Common issues

Diagnosis and fixes for common issues with agents, jobs, alerts, notifications, and the UI.

This page covers the most frequent problems and how to fix them. Each issue lists the symptoms, likely cause, and resolution steps.

Agent issues

Agent cannot connect to the server

Symptoms: Agent logs show connection refused or timeout errors.
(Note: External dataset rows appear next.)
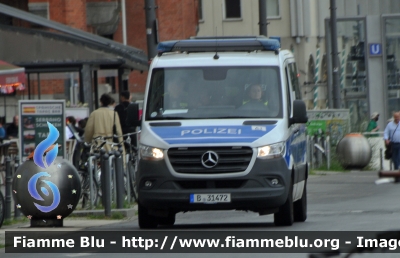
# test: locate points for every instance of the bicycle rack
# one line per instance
(91, 162)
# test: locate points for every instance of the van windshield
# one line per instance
(214, 92)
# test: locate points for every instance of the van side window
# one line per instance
(288, 92)
(294, 80)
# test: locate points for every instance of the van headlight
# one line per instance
(276, 150)
(151, 153)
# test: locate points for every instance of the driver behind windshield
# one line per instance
(175, 96)
(254, 95)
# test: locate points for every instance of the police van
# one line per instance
(223, 128)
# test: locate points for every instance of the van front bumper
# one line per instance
(254, 191)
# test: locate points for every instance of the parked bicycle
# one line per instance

The agent does not appear on the service health page.

Likely cause: Incorrect server URL, network connectivity issue, or missing protocol scheme.

Fix:

Verify the AGENT_SERVER_URL environment variable includes the scheme (http:// or https://)
Confirm the agent can reach the server: test with curl <server-url>/health from the agent’s host
Check firewall rules allow outbound traffic on the server’s port
If using Docker networking, ensure the agent and server are on the same Docker network or the server port is exposed

Agent is connected but not picking up tasks

Symptoms: The agent appears on the service health page and sends heartbeats, but jobs remain in “pending” or “queued” status.
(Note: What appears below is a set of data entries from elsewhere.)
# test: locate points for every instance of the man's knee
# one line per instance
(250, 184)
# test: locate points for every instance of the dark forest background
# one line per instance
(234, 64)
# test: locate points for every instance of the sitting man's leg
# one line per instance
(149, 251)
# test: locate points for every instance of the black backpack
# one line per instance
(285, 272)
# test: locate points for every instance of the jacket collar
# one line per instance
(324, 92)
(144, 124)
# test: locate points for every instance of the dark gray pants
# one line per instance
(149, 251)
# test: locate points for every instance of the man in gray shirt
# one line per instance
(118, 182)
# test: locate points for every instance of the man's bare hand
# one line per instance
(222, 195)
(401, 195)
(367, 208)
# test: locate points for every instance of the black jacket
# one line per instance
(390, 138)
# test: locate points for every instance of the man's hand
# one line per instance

Likely cause: The agent is not declaring the required capabilities or credentials, or the agent belongs to a different organization than the jobs.

Fix:

Check the agent’s configured capabilities – it must support the job type (gather, scrape, or helm_sync)
For scrape jobs with a credential requirement, verify the agent has that credential configured in its config.yaml
Confirm the jobs have a next_run_at time that has passed (scheduled jobs wait for their cron trigger)
Check that the jobs are in “pending” status, not “completed” waiting for their next scheduled run
Verify the agent belongs to the same organization as the jobs – agents only claim jobs for their own organization. The dashboard and job pages show a warning if no active agents are detected for your organization

Agent health check shows stale heartbeat

Symptoms: The service health page shows a last heartbeat time that is minutes or hours old.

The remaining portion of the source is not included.